Both groups overlook the possibility that achievement in making the U.S. less horrendously unjust may be the most praiseworthy element of the national character, and one would think we had already conceded this point by declaring Dr. Martin Luther King's birthday a national holiday.
In any event, Musk outlined his feelings about the H1B visa on X:
"The reason I'm in America along with so many critical people who built Space X, Tesla and hundreds of other companies that made America strong is because of H1B," he wrote to user Steve Mackey, who had criticized the visa. Overcome by indignation at "ungrateful" MAGA types, he lapsed into a semi-coherent rant: "Take a big step back and Fuck Yourself in the face. I will go to war on this issue the likes of which you cannot possibly comprehend." Steve Bannon, responding for the base, called Musk a "toddler."

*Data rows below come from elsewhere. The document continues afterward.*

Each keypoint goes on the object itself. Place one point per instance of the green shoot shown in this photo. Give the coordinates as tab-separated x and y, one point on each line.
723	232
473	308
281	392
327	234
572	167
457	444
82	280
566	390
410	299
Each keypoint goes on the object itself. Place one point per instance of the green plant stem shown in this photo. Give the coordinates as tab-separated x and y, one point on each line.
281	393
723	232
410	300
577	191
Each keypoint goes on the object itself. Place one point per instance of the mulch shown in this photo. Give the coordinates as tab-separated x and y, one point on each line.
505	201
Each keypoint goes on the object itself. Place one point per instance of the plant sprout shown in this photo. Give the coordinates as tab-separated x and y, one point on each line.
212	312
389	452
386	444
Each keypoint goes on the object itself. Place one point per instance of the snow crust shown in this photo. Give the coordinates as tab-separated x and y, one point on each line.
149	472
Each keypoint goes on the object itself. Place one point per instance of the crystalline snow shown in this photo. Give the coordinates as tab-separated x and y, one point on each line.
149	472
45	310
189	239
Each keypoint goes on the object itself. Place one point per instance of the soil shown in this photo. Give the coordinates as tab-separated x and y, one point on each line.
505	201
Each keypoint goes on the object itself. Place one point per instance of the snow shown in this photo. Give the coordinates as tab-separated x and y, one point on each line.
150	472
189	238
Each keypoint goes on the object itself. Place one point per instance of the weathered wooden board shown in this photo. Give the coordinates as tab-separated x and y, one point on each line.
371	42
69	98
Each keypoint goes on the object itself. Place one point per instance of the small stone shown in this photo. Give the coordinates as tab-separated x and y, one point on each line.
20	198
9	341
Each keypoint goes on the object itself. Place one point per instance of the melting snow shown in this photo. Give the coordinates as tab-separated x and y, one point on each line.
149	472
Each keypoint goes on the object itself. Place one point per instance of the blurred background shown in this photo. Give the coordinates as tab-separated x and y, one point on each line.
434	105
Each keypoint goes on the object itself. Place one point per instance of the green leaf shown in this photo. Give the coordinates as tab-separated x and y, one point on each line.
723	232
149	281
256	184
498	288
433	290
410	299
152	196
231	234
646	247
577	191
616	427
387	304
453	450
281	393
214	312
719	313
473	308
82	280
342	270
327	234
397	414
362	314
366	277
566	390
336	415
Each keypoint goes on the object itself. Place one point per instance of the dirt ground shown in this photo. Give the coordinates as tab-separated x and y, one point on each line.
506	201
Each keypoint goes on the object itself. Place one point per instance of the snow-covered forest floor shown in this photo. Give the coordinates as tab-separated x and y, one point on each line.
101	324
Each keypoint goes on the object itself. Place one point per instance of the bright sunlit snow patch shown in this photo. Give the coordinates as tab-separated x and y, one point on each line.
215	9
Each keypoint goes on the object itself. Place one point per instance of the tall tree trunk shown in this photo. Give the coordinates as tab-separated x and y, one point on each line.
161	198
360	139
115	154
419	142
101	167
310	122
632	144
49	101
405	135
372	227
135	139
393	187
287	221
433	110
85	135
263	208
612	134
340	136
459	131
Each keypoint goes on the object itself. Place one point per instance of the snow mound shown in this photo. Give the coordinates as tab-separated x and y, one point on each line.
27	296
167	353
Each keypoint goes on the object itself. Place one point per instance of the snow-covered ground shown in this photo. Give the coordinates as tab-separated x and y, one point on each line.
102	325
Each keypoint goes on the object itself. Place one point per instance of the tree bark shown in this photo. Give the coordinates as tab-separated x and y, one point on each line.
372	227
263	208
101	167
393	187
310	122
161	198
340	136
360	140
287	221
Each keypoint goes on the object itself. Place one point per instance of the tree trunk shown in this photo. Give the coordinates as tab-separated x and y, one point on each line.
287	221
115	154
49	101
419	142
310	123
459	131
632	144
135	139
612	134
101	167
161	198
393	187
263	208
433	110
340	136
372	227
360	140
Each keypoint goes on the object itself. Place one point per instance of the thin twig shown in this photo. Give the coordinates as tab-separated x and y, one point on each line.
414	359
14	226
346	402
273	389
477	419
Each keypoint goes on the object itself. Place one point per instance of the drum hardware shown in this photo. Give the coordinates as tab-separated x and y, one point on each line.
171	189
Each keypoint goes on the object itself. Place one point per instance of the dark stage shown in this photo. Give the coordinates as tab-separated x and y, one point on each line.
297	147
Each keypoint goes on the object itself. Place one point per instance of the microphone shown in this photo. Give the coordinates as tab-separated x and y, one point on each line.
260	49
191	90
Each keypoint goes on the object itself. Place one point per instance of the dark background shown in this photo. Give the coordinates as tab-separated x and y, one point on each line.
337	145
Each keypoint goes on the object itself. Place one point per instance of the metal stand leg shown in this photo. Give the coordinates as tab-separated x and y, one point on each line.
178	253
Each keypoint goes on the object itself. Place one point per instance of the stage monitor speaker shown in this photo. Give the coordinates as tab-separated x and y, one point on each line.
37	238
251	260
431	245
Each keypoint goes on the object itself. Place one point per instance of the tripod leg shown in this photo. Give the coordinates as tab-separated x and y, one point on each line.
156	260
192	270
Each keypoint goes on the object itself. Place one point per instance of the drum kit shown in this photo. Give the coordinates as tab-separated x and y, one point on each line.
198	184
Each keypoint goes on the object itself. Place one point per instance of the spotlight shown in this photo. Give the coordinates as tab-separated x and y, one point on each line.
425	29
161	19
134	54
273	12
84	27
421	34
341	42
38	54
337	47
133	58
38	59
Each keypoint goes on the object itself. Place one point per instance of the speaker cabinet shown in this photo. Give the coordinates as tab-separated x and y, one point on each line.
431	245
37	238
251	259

Ramaswamy was more composed, incongruously calling for a culture of excellence from his extra-constitutional DOGE position granted him by the proudly ignorant Trump, world famous for being the quintessential "ugly American":
"Trump's election hopefully marks the beginning of a new golden era in America," he implausibly announced, "but only if our culture fully wakes up. A culture that once again prioritizes achievement over normalcy; excellence over mediocrity, hard work over laziness."
He neglected to mention that Trump's "excellence" is in repeatedly taking companies into bankruptcy for his own benefit, and fomenting sectarian warfare with an unflagging barrage of mental diarrhea that inflames ugly passions and pushes us towards a second Civil War.
If he is to be the measure of our national greatness, he should change his slogan to, "Make America Rubble Again."